Çap M., Karaduman M., Zhou T., Erdoğan E., Tanboğa İ. H., Tufaro V., ...Daha Fazla

Angiology, 2025 (SCI-Expanded) identifier identifier

  • Yayın Türü: Makale / Tam Makale
  • Basım Tarihi: 2025
  • Doi Numarası: 10.1177/00033197251338474
  • Dergi Adı: Angiology
  • Derginin Tarandığı İndeksler: Science Citation Index Expanded (SCI-EXPANDED), Scopus, Academic Search Premier, BIOSIS, CAB Abstracts, CINAHL, EMBASE, Food Science & Technology Abstracts
  • Anahtar Kelimeler: coronary angiography, coronary flow velocity, quantitative coronary angiography, TIMI frame count
  • Van Yüzüncü Yıl Üniversitesi Adresli: Evet

Özet

Thrombolysis in myocardial infarction frame count enables assessment of coronary flow but cannot measure coronary flow velocity (CFV), which is needed to examine microvascular function.
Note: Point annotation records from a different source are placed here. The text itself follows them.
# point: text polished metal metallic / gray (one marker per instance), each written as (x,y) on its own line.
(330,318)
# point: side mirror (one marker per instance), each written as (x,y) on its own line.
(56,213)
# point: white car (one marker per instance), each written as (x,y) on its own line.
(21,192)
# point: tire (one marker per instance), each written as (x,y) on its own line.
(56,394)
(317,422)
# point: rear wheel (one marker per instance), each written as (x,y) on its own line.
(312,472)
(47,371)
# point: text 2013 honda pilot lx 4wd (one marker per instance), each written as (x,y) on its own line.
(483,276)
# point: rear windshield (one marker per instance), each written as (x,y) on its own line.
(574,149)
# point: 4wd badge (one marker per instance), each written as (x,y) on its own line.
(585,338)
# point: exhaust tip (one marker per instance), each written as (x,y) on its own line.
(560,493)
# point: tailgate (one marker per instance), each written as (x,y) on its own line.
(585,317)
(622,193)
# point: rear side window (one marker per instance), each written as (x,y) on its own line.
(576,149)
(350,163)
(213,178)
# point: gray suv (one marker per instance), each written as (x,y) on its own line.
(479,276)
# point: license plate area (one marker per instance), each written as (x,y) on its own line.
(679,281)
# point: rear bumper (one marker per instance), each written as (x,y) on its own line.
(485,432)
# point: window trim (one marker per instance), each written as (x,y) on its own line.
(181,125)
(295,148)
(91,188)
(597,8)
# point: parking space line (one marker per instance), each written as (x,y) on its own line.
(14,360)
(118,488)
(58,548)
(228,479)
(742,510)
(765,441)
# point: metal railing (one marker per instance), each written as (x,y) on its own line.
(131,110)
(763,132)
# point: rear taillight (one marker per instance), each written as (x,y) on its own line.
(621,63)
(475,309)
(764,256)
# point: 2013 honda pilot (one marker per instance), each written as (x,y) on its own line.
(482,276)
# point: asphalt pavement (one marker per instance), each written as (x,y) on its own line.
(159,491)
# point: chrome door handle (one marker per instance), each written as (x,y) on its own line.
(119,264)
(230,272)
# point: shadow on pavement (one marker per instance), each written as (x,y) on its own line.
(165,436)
To overcome this limitation, we introduce a semi-automated software for fast CFV computation using contrast bolus tracking techniques in angiography and compare its performance against experts. The study included patients undergoing coronary angiography. Two experts measured the CFV using the number of frames, segment length, and frame rate. Measurements were repeated for shorter segments and different projections, and their estimations were compared with the software. In total, 123 patients (152 vessels) were included. The software had excellent reproducibility in measuring CFV (intraclass correlation coefficient (ICC) =.995), which was superior to experts (ICC =.946) and provided similar estimations irrespective of the segment length (ICC =.992); conversely, the experts overestimated CFV in short segments. The reproducibility of the experts and the software was moderate when comparing CFV measurements in different projections (first expert vs software ICC =.807, second expert vs software ICC =.790, first expert vs second expert ICC =.885). The software provides reproducible CFV estimations that are close to experts’ estimations. Further validation against wire-based functional techniques is needed to examine its potential in assessing microvascular function.